A Turquia não é uma ditadura, mas está longe de ser uma democracia
É difícil compreender como a demolição de um parque no centro de Istambul para a construção de um shopping tenha sido capaz de despertar um movimento de massas como temos visto hoje na Turquia.
Milhares – ou mesmo milhões – de jovens saindo às ruas não apenas em Istambul, mas em diversas outras cidades e, no processo, sendo vítimas de imensa repressão policial, com ajuda de gás de pimenta, balas de borracha, canhões de água e todo o aparato policial possível.

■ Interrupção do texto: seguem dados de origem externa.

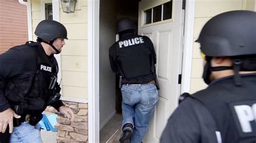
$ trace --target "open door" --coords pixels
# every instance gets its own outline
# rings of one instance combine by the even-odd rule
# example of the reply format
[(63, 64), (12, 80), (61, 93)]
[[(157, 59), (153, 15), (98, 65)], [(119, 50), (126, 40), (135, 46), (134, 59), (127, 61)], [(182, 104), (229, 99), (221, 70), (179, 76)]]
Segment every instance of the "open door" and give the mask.
[(178, 105), (184, 20), (182, 1), (142, 0), (139, 3), (138, 34), (149, 37), (153, 43), (160, 85), (145, 142), (159, 142), (167, 120)]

Muitos saíram feridos, outros foram mortos, atropelados por caminhões militares, por carros de polícia.
Na verdade, a questão é maior, muito maior que apenas um parque, o Parque Gezi, e a construção de um shopping. A insatisfação da juventude com o AKP (Partido da Justiça e Desenvolvimento) do primeiro-ministro Recep Tayyip Erdogan é o ingrediente principal para a revolta.
Erdogan comanda um partido islâmico, ainda que moderado, mas que tem imposto medidas de controle social que tem desagradado a população urbana e educada, feitas sob medida para agradar o eleitorado sunita conservador turco.
Uma dessas medidas que têm causado revolta foi a restrição na venda e consumo de bebidas alcoólicas, através de uma lei que passou pelo Congresso sem maiores discussões com a sociedade. Aliás, a falta de discussão com a sociedade de medidas governamentais diversas é uma das grandes razões pra a insatisfação dos jovens com o governo.
Majoritariamente laicos, educados e cosmopolitas, não conseguem compreender ou mesmo aceitar a imposição de medidas conservadoras que os afetam direta ou indiretamente.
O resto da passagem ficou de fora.